The example configuration shown in this chapter was obtained from a Cisco 4400 Series Wireless LAN Controller.
Initial settings and defining the IP address
In the first phase the controller must be accessed through the Command Line Interface (CLI). When an IP address has been assigned to the controller, further configuration can be done using the web interface, but the CLI can be continued to be used.
Establish access to the controller by using a serial console and configure the initial settings for example as follows.
Access Control Lists
After the initial setup, the access control (ACL) list needs to be configured, in order to prohibit unauthorized access to the controller. Choose SECURITY and then Access Control Lists | Access Control Lists and create an ACL by pressing New... The ACL shoud include at least
- the networks from which maintenance is carried out
- the address(es) of the monitoring server(s)
- the network(s) from which the APs and the WLAN clients get their addresses
- the address(es) of the RADIUS server(s)
- a rule to always answer ping commands
An example of an ACL is shown below. Inbound means packets towards the controller and outbound means packets towards the WLAN clients.
After you have specified the ACL you need to take it into use by first selecting Access Control Lists from the side bar and by choosing your ACL and specifying the CPU ACL Mode to Wired or Both.
Access Point configuration
If the access points are connected to the same subnet as the controller, they will automatically find the controller and connect to it. If this is not the case, the IP address of the controller must be find from the name server by the name CISCO-LWAPP-CONTROLLER. Once the access point has found the controller, it stores the IP of the controller, and it can connect to it from any network, as long as the network allowed access in the ACL (see previous section).
The next step is to define the wireless network, which has to be done separately for 2,4 GHz and 5 GHz. First, choose WIRELESS and then 802.11b/g/n | Network. Enabling the 802.11b-standard will result in less available capacity on your network and therefore it is recommended to enable only the standards 802.11g and 802.11n. Enable 802.11g according to the figure shown below. If you want to support also the 802.11-b standard, set _Mandatory_ for the lowest 802.11b-rate that you want to support (1 Mbps, 2 Mbps, 5.5 Mbps or 11 Mbps), set _Supported_ for all data rates higher than this rate and _Disabled_ for all rates lower than this rate. If 802.11b needs to be supported, it may pay off to disable the lowest rates, in order to avoid clients being attach to an AP far away, unwilling to roam.
Next, switch to enable the standard 802.11a for 5 GHz by selecting 802.11a/n | Network. Configure the settings according to the figure below.

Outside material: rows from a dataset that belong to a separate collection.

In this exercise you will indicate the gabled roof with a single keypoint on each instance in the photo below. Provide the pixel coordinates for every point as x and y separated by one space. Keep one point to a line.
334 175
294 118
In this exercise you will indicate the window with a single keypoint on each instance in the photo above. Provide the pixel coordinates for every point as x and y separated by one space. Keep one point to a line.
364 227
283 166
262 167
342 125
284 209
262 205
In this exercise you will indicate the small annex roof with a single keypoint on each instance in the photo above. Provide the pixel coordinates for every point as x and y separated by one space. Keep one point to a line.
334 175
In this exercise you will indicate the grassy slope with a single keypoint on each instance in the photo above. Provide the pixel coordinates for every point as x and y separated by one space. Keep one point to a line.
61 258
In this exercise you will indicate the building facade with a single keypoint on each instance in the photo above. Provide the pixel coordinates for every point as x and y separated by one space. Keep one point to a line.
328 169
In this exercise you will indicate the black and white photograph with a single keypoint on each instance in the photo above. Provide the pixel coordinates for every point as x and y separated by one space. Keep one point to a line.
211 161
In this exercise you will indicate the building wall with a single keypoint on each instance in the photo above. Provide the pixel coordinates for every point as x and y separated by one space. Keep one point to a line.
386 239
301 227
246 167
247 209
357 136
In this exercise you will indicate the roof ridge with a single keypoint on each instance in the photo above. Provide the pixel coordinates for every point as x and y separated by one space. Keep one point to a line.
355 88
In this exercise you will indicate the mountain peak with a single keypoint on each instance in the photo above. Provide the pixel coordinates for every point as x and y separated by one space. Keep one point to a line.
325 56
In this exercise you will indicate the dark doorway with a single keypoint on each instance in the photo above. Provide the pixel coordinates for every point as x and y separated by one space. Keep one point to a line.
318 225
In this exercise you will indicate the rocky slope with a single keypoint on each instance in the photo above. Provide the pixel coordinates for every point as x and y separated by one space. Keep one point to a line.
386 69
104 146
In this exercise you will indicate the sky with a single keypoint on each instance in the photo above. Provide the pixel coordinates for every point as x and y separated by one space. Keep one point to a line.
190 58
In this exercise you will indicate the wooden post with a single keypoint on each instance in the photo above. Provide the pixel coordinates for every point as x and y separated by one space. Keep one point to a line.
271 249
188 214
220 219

The only standard left to enable is the standard 802.11n. You can choose to enable it for either 2,4 GHz or 5 GHz. It has been suggested that 802.11n is enabled only on the 5 GHz band, in order to utilise the radio resources effectively, see the Campus Best Practice document on "WLAN network planning and setup" Chapter 6.3. That document, along with a wealth of other WLAN resource planning advice, can be found at GEANT Campus Best Practices - Wireless. To enable 802.11n in the network select 802.11a/n | High throughput (802.11n) and/or 802.11b/g/n | High throughput (802.11n) and configure the settings according to the figure below.
At this point you have enabled the radios, but you have not yet defined any network, so don't try to use the access points just yet.
Defining the RADIUS server
Define the RADIUS server to be used in the eduroam network by selecting SECURITY and then AAA | RADIUS | Authentication. Define the IP address, the shared secret and the other parameters according to figure. Please note that your first server will naturally have a server index of one.
Defining a wireless network
Select WLANs and then WLANs | WLANs from the sidebar. Create a new network and name it as shown in the figure below.
After defining the eduroam network, click on the WLAN ID number to start defining the settings for the network. Set the General settings according to the figure below, then click the Security tab.
In order to enable only WPA2-AES, fill in the security settings as shown in the figure below.
After this, click on the AAA Servers tab and select the RADIUS server that you defined earlier to be used in eduroam.
Next, click on the QoS tab and make sure that you have set the WMM Policy to either Required or Allowed. Otherwise, the higher transmission rates associated with the 802.11n-standard will not work. Then select the Advanced tab and adjust the settings as shown in the figure below. By choosing the parameter P2P Blocking Action to have the value Forward-UpStream, you can prevent WLAN clients to communicate directly, without involving the AP, as recommended in the Campus Best Practice document on "WLAN Information Security" Chapter 2.2 and 2.3. MFP Client Protection is known to have caused problems and can be disabled.
At this stage, click Apply. In the Advanced-tab, the Client Exclusion timeout value was set to 60s. While this is a suitable value, the rules for client exclusion are a bit too strict. Hence, it pays off to adjust the rules by selecting SECURITY and then Wireless Protection Policies | Client Exclusion Policies from the sidebar and uncheck all other options except for "IP Theft or IP Reuse".
These are the basic settings for the Cisco controller. More advanced settings can be found from the upcoming Campus Best Practice document on "WLAN infrastructure", to be published in the first half of 2011.